Research involving human subjects was performed according to the UCSF Institutional Review Board (IRB) through an approved protocol (IRB no. 13-11485) with appropriate informed consent as required. Patients with seropositive RA fulfilled the American College of Rheumatology 2010 RA classification criteria.

Patient Identification for Synovial Tissue.

Through use of the UCSF Clinical Data Research Consultations Office, patients with seropositive RA referred to UCSF orthopedic surgery and scheduled for joint replacement, synovial biopsy, or synovectomy were identified through data extraction of the UCSF Medical Center’s electronic medical records and recruited to the study. A discussion of patient inclusion/exclusion criteria and synovial tissue disaggregation is provided in SI Appendix.

Human PBMC Preparation.

Whole human blood was collected from patients with RA undergoing joint surgery in BD Vacutainer tubes (Becton Dickinson) lined with sodium heparin and gently mixed. Monocytes were isolated by density gradient Ficoll separation as previously described (21).

Genomic Data Collection and Preprocessing.
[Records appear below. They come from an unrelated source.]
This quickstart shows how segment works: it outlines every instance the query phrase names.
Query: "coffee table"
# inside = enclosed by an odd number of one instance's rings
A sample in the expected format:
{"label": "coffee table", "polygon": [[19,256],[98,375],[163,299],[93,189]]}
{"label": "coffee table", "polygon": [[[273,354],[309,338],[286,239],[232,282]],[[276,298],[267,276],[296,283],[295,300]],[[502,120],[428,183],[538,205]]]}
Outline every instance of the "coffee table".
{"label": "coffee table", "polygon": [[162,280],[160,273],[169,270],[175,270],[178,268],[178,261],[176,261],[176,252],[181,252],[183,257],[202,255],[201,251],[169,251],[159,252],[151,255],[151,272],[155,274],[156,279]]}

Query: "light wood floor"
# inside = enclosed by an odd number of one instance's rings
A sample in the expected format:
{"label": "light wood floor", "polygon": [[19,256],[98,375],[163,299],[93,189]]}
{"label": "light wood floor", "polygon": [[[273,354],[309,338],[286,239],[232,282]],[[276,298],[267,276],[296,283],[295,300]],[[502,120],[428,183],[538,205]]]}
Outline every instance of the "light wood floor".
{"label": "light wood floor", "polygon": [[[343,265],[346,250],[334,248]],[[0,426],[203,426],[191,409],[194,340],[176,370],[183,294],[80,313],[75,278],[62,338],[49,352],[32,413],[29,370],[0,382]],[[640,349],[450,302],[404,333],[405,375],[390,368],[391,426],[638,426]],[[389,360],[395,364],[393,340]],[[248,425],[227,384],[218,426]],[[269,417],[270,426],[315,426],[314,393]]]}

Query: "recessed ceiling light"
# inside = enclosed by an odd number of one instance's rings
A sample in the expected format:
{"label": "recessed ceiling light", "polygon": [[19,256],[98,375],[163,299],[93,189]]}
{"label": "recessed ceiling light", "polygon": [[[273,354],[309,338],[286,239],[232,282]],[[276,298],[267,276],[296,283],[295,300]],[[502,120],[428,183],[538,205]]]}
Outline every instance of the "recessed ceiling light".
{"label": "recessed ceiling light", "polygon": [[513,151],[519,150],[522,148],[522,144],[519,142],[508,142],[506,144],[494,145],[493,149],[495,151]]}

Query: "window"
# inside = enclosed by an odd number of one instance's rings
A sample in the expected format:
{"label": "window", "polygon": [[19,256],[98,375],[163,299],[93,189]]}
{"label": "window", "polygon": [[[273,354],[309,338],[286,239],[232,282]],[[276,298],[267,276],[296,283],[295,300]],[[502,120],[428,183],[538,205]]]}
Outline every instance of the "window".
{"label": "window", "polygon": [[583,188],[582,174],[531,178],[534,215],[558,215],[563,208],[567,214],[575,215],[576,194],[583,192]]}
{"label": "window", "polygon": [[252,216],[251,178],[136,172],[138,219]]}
A comprehensive search for publicly available microarray data at the National Center for Biotechnology Information Gene Expression Omnibus (87) database (https://www.ncbi.nlm.nih.gov/geo/) was performed. The keywords “rheumatoid arthritis,” “synovium,” “synovial,” and “biopsy” among organism “Homo sapiens” and study type “Expression profiling by array” were used. The criteria for the dataset exclusion from the search results were the lack of annotations and low probe platforms. We were able to collect 13 datasets with 312 synovial biopsies (SI Appendix, Table S2). Among them, there were 276 samples with an RA diagnosis confirmed in later follow-ups and 36 healthy tissue biopsies obtained from joint or trauma surgery. The gene expression measurements were made on 4 platforms from the manufacturers Affymetrix and Illumina and using 2 custom noncommercial chips. A discussion of raw data preprocessing is provided in SI Appendix.

Statistics.

Results from independent experiments were pooled whenever possible; all data were analyzed by comparison of means using paired or unpaired 2-tailed Student’s t tests using Prism version 5.0f for Mac (GraphPad Software). Data in all figures represent mean ± SEM unless otherwise indicated. Differences were considered significant at P < 0.05: *P < 0.05, **P < 0.01, ***P < 0.001, and ****P < 0.0001.

Additional details on materials and methods are provided in SI Appendix, including antibodies used, flow cytometry, intracellular staining methods, calcium mobilization, in vitro proliferation assay, and immunoblot analysis.